IL VACCINO ANTI COVID

L’attuale pandemia da Covid non è stata la prima e non sarà l’ultima delle pandemie globali del pianeta, ma grazie ai vaccini che stanno venendo sviluppati potremmo disporre di un’arma in più nel futuro in caso la SARS-CoV-2 mutasse.

Questa possibilità è stata evidenziata nel corso dai test sui vaccini in stadio più avanzato perché se confermato il successo delle sperimentazioni di Pfizer-BioNTech e Moderna (più tutte le altre a seguire) implica che, potenzialmente, disporremo di una nuova potente arma contro future pandemie.
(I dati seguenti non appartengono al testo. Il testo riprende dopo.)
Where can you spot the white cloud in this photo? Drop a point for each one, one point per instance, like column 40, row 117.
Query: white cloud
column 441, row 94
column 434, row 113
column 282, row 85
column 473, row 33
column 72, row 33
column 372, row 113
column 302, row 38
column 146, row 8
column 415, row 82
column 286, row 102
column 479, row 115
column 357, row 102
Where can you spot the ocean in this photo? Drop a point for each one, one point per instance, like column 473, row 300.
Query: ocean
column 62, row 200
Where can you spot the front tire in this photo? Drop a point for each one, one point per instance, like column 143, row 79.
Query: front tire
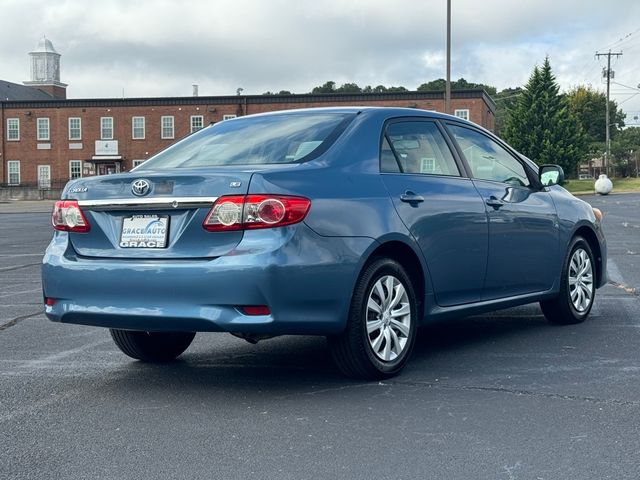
column 577, row 287
column 382, row 323
column 152, row 346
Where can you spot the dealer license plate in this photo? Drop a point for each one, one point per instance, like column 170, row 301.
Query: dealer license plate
column 144, row 231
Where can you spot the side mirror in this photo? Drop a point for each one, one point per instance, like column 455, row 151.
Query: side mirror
column 551, row 175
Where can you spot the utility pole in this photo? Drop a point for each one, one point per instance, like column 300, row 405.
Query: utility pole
column 447, row 87
column 608, row 73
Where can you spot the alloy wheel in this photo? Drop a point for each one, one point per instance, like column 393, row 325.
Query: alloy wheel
column 388, row 319
column 581, row 280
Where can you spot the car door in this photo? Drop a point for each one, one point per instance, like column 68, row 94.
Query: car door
column 523, row 224
column 440, row 207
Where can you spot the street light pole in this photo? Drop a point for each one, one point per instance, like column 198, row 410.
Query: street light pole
column 447, row 88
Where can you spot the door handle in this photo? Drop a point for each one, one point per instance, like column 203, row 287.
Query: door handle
column 411, row 197
column 494, row 202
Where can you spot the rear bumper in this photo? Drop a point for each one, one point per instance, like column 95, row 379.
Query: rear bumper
column 306, row 281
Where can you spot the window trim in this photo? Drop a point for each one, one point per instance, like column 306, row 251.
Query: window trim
column 40, row 138
column 102, row 136
column 79, row 137
column 133, row 127
column 79, row 162
column 532, row 176
column 463, row 171
column 162, row 127
column 201, row 117
column 460, row 110
column 9, row 139
column 47, row 167
column 9, row 163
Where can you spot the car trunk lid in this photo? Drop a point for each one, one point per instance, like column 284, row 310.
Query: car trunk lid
column 150, row 215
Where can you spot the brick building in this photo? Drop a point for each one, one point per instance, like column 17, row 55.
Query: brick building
column 48, row 139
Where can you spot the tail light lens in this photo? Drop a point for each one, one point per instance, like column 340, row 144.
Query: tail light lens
column 68, row 217
column 244, row 212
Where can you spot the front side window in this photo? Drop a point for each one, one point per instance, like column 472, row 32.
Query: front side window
column 462, row 113
column 487, row 159
column 259, row 140
column 43, row 129
column 167, row 127
column 75, row 128
column 197, row 122
column 13, row 129
column 137, row 128
column 75, row 169
column 13, row 172
column 106, row 128
column 416, row 146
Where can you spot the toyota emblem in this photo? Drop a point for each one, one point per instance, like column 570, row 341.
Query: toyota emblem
column 140, row 187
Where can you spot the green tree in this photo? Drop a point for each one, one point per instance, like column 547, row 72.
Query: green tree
column 460, row 84
column 328, row 87
column 542, row 125
column 349, row 88
column 589, row 107
column 505, row 100
column 625, row 152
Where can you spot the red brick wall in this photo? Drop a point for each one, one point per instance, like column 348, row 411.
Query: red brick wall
column 59, row 155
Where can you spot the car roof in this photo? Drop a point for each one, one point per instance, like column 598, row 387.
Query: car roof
column 386, row 111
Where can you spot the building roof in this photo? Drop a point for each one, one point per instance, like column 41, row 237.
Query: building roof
column 13, row 92
column 353, row 98
column 45, row 46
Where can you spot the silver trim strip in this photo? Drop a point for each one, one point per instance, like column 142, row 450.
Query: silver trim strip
column 157, row 203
Questo è possibile grazie al meccanismo alla base del funzionamento di questi vaccini che a differenza dei vaccini del passato si basa su una rivoluzionaria tecnologia ad RNA messaggero.

Questa nuova classe di vaccini infatti sono composti di una sequenza di mRNA in grado di codificare una proteina specifica (antigene).

Grazie a questo sistema è possibile per gli esperti inserire una sequenza genetica di un antigene agente-specifico nel copro umano attraverso un veicolo, ruolo che può essere svolto da goccioline lipidiche o vettori di tipo adenovirus umani o animale.

Quindi è possibile creare in poco tempo dei vaccini in grado di produrre l’antigene necessario per combattere la malattia.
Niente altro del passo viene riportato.